A Lenda do Reino do Amanhã (minha tradução direta de The Legend of Kingdom Come) é um documentário produzido com base em campanha de 2024 de financiamento coletivo no Kickstarter e que, como o título indica, gira ao redor da graphic novel em questão, contando sua origem. No entanto, Reino do Amanhã, na verdade, é uma porta de entrada, um chamariz para o verdadeiro objetivo da obra dirigida por Remsy Atassi, que é o de biografar Alex Ross em um estilo padrão de obras do gênero, ou seja, que é o de homenagear, elogiar e elevar o biografado, em um documentário feito por fãs para fãs. Portanto, não se deve espera nada complexo, nada polêmico e nada que seja menos do que entrevistas variadas e sempre elogiosas, em uma fusão entre “história de vida” e “história da HQ do título”, com especial destaque para a importância e o legado de Ross e de sua criação para a indústria de quadrinhos. Pode-se classificar de uma obra chapa branca, sem dúvida alguma, mas ela, em nenhum momento, propôs-se a fazer algo diferente disso, algo que já fica evidente pelo simples fato de que foram os fãs de Ross que voluntariamente financiaram boa parte do projeto.
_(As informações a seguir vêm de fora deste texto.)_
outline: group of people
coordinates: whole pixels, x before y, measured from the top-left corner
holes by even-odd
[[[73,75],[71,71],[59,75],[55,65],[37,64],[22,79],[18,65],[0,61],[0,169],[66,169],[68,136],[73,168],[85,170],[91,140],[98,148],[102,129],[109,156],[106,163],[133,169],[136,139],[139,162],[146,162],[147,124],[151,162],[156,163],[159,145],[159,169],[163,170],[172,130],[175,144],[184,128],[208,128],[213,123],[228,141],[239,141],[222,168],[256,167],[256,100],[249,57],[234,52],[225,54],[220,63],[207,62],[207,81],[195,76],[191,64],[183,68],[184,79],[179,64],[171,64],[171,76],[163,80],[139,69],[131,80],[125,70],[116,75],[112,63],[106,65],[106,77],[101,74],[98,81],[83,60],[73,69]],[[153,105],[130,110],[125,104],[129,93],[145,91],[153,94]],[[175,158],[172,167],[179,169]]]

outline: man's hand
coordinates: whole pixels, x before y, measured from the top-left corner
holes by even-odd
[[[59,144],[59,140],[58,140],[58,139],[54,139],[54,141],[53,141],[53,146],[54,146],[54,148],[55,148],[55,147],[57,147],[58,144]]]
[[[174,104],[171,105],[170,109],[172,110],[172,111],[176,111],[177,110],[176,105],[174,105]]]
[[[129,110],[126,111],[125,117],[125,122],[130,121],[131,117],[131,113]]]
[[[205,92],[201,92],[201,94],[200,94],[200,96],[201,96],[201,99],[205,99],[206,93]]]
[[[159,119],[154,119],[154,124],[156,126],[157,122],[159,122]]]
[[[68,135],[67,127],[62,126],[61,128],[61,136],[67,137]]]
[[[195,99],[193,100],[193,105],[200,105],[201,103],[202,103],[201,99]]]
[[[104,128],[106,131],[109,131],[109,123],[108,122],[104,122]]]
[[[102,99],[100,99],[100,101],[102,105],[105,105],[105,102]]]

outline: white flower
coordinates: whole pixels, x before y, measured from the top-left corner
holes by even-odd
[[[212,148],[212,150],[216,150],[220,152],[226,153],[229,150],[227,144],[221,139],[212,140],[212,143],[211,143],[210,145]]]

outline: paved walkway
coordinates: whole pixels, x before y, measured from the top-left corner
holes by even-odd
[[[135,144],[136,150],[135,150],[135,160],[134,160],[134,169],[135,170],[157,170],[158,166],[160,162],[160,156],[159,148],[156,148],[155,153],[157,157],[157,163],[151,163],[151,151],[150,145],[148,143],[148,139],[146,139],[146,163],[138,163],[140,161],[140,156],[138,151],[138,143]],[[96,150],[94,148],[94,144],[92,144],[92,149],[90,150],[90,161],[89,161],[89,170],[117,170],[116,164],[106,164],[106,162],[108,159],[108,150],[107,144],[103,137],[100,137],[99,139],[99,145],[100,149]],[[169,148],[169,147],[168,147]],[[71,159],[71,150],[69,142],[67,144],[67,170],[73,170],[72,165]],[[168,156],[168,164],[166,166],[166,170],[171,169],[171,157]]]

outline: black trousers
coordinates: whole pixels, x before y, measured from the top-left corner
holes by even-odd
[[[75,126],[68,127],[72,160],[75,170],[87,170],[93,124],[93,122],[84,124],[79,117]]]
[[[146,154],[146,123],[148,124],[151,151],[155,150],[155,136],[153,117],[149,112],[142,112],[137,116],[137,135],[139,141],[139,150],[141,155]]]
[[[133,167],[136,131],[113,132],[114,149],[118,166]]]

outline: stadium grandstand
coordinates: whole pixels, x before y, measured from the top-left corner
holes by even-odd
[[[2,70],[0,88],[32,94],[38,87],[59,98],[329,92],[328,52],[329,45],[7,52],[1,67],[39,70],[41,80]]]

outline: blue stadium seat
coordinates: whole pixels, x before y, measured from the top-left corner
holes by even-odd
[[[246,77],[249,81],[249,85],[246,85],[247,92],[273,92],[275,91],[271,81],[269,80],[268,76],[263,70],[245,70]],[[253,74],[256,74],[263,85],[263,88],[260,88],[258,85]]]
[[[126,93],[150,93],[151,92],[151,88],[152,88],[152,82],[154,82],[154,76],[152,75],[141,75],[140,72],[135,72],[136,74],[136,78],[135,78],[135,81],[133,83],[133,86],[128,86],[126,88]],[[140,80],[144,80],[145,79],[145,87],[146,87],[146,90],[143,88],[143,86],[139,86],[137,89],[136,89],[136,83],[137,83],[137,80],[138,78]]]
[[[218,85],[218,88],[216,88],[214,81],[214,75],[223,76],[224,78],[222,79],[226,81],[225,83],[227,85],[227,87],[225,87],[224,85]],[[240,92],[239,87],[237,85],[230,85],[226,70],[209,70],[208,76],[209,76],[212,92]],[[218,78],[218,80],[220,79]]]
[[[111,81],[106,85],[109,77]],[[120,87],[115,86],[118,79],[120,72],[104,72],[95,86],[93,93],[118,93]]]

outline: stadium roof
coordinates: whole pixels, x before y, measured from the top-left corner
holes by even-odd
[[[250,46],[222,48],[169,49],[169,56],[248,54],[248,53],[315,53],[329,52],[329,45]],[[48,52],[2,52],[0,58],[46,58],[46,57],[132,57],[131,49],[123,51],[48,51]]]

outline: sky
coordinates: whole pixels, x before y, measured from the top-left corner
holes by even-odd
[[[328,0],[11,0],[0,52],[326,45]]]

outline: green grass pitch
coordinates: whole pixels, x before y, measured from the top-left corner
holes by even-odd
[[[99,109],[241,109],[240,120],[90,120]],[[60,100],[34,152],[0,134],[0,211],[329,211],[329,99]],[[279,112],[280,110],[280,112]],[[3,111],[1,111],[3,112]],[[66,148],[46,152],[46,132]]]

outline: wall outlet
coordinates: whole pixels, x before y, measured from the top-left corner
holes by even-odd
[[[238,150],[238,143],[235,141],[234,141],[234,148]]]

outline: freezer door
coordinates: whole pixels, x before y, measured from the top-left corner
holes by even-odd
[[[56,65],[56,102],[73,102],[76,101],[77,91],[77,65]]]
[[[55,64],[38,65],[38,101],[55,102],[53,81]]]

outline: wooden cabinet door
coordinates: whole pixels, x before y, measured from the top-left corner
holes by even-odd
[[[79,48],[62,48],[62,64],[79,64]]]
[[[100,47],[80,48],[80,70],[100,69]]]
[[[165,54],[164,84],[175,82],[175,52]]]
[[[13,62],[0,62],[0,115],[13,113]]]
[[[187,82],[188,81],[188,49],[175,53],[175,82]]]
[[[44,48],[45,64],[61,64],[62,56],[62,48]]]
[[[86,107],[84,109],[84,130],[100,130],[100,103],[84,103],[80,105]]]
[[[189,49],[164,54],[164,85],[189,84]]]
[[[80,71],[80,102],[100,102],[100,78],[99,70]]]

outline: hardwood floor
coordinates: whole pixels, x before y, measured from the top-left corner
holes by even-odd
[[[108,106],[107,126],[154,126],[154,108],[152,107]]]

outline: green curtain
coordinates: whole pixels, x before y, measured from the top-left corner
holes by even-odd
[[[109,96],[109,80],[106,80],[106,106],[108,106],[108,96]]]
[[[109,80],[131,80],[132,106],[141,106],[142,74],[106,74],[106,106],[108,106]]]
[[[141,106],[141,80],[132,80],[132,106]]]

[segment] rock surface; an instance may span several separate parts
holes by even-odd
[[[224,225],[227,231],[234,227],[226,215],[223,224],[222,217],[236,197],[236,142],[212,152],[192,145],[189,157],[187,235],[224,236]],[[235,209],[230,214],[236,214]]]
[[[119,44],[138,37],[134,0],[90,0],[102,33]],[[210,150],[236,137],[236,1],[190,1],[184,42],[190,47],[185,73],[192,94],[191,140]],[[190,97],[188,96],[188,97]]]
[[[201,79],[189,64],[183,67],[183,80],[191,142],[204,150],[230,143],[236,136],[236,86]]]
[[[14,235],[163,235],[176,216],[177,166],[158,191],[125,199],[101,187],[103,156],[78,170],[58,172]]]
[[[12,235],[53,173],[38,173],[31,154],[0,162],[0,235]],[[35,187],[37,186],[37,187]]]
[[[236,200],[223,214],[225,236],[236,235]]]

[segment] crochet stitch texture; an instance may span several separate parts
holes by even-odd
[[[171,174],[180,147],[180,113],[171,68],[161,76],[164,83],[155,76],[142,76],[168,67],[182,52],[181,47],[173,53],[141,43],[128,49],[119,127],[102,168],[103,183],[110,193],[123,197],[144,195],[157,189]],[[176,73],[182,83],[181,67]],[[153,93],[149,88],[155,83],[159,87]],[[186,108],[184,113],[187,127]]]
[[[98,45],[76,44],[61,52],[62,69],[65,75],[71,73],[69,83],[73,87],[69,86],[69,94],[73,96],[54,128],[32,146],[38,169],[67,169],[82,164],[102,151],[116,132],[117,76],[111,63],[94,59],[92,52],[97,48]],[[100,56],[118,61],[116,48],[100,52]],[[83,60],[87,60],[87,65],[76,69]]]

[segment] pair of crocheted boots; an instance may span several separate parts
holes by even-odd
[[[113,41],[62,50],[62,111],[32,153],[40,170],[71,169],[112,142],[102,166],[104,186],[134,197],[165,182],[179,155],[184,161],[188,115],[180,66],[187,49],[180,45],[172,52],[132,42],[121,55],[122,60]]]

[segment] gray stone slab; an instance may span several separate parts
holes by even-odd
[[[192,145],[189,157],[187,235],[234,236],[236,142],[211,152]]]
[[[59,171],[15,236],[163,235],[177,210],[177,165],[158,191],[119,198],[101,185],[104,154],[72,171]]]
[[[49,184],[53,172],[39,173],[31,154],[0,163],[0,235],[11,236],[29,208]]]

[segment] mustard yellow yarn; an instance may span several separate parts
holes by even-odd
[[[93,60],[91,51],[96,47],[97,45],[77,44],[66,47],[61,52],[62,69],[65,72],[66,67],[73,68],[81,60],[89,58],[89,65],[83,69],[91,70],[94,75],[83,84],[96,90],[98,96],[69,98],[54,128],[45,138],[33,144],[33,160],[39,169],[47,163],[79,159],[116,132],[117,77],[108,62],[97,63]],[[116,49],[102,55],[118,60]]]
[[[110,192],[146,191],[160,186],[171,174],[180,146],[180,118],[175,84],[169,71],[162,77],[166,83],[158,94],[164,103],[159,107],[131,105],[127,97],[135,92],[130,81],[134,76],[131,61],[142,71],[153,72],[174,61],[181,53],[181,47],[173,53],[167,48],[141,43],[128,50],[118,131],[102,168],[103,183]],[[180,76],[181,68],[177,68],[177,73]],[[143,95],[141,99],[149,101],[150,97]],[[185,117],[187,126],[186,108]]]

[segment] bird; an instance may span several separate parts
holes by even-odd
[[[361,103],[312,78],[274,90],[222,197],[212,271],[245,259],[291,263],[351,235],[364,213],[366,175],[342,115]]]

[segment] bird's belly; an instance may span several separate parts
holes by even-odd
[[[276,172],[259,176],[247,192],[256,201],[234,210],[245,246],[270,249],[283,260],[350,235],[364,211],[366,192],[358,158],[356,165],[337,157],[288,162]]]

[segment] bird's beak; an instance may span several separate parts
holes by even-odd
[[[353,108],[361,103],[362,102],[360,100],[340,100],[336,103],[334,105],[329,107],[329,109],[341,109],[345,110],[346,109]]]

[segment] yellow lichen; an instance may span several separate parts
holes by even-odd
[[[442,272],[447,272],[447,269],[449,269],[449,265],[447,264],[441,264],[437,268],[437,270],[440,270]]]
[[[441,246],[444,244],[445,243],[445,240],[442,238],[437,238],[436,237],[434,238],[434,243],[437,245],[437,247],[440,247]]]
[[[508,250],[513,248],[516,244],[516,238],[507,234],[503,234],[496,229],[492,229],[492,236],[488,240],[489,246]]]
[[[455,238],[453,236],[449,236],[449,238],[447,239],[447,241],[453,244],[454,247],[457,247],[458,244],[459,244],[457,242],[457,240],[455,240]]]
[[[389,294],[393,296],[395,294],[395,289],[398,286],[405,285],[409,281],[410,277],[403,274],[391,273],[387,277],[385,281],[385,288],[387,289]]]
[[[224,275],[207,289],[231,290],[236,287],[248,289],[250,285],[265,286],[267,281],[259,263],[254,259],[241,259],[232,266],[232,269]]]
A estrutura do documentário é comum e básica, começando com Ross desenhando o Superman e partindo desse ponto para voltar um pouco no tempo e contar o que o inspirou enveredar pelo caminho de desenhista de quadrinhos e o porquê de seu estilo realista, marcando seu ingresso na indústria com seu trabalho em Exterminador do Futuro: Terra em Chamas, em 1990, e não demorando para engatar em Marvels que, então, evolui para Reino do Amanhã. Vemos e ouvimos Mark Waid falar da gênese do projeto e de como ele, também então razoavelmente no começo de sua carreira, ingressou no projeto, muito mais por ser um verdadeiro fã de quadrinhos, com conhecimento quase enciclopédico, semelhante ao caso de Ross, do que por qualquer outra coisa. E outros grandes nomes dos quadrinhos também aparecem para tirar o chapéu para Ross, especialmente Todd McFarlane, Gene Ha, Paul Dini, Amanda Conner, Bill Sienkiewicz, Jimmy Palmiotti e as irmãs Julie e Shawna Benson, todos apresentando-se em câmera, na moda antiga, algo que só realmente funciona uma única vez, quando Sal Abbinanti, um dos produtores da obra e agente tanto de Ross quanto de Sienkiewicz, diz que ele é o Capitão Marvel, algo que deve ser levado na literalidade, já que ele servira de modelo ao herói hoje em dia rebatizado de Shazam.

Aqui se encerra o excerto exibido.